People typically think of dogs when it comes to training pets. They don’t think a cat can be trained in the same way the usually more approachable dog can. But this simply isn’t true!

With the right motivation, cats can also be trained in a number of good behaviours. Cats are generally less responsive, and this can make them harder to train than dogs, but finding the right motivation can help you train them to become amazing feline companions.

Cats, unlike dogs, like their own space, and generally do things on their own time. This is why owners should always be very patient and motivated with their cats, offering rewards in the form of affection, playtime and treats. Do not overwhelm your cat with too many commands or tricks as they might easily become confused and not want to take further part in the training session.

So, along with the other characteristics of giving your feline friend a great life (great food, a warm home, love and top quality cat insurance), here are some ways to train any naughty behaviours away before they potentially become a problem! 

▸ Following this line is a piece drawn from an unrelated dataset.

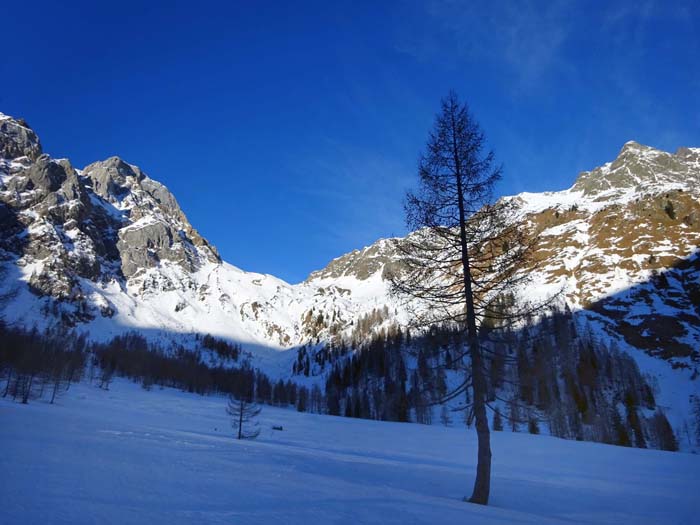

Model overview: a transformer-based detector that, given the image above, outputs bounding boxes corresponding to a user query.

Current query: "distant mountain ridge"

[0,114,700,384]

It’s a good thing for cat owners to think about

Cat owners often overlook training as something that’s important to their companionship. They may like their cat to learn a few good behaviours, but they often don’t go much further than toilet training them. This is fine, as litter training is a priority for all cat owners, and you certainly don’t want them to make a habit of using your floor or clothes as a bathroom!

Litter training isn’t typically too difficult: you just need to start as early as possible and provide them with the space to learn. Cats are clean creatures, so litter training is generally pretty straightforward.

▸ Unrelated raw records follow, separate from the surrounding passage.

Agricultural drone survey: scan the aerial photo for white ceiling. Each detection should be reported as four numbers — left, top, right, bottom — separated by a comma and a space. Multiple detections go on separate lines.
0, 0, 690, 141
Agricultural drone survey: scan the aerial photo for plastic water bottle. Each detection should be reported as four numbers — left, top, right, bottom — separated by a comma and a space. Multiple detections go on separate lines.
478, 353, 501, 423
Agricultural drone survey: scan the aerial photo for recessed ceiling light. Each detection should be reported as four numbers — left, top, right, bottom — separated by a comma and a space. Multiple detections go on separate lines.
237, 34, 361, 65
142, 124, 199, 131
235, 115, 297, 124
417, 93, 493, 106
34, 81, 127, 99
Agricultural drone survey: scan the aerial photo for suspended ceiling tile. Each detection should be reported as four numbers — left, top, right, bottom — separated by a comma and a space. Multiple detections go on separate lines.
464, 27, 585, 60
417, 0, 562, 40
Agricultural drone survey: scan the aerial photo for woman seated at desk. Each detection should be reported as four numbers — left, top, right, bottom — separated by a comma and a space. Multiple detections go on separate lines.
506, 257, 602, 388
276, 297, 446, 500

The fastest way to train a cat to use their litter box is by placing them in a small room for a few hours with the litter box, plenty of water and food. Leave them in the room and check up on them every hour or so. If they use the toilet outside of the litter box, pick up the waste and put it in the litter box – this shows them where they should go. They should then instinctively start to use the litterbox.

Fixing bad behaviour

If you are worried about your cat’s behaviour, don’t worry, it can possibly be trained away. Many behavioural problems are often just acceptable responses to your cat’s surroundings. For example, cats often claw at a furniture: this is just them responding to their natural scratching instinct. This can be trained away by using something like a scratching post and providing them with positive reinforcement once they use it.

If you are negative or scold your cat for doing the wrong thing then they might not learn as well. They may even start to perform that bad behaviour more, so it’s best to be patient with your cat. They simply don’t understand why they are being yelled at or, worse, smacked for doing the wrong thing – they believe their behaviour is normal and can’t see any problem with it.

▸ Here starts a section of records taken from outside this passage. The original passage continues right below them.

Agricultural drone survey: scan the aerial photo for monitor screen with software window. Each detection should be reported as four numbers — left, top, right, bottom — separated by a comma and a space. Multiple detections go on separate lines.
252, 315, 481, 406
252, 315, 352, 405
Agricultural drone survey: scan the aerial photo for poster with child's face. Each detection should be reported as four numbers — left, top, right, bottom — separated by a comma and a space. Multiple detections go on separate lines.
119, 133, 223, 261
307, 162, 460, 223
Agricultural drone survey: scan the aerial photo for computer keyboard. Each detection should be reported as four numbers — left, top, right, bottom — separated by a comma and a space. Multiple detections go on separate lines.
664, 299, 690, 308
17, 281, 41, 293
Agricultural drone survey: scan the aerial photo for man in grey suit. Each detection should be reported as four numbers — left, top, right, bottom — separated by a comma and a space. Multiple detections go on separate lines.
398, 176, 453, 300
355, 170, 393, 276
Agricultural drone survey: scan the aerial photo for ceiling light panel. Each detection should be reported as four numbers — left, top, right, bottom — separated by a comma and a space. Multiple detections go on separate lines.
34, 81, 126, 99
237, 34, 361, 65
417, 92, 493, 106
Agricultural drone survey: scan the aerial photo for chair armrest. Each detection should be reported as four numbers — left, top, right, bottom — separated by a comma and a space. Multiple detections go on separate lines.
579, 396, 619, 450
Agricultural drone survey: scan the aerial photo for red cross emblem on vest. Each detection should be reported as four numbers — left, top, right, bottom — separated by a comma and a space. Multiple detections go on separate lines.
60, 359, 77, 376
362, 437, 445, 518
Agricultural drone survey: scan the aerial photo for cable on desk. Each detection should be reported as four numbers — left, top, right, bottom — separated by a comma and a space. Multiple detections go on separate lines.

This being said, you can use a loud clap or hissing sound before walking away if the cat is displaying aggressive behaviour. The cat will become startled and want to stop the negative behaviour. The pet will eventually learn to be less aggressive each time you use this method.

Old cats can also learn new, positive behaviours. It’s up to you whether you want to put the time in for them to actually learn them! With patience, reward and the right motivation, you may just see your cat improving their bad behaviours in absolutely no time!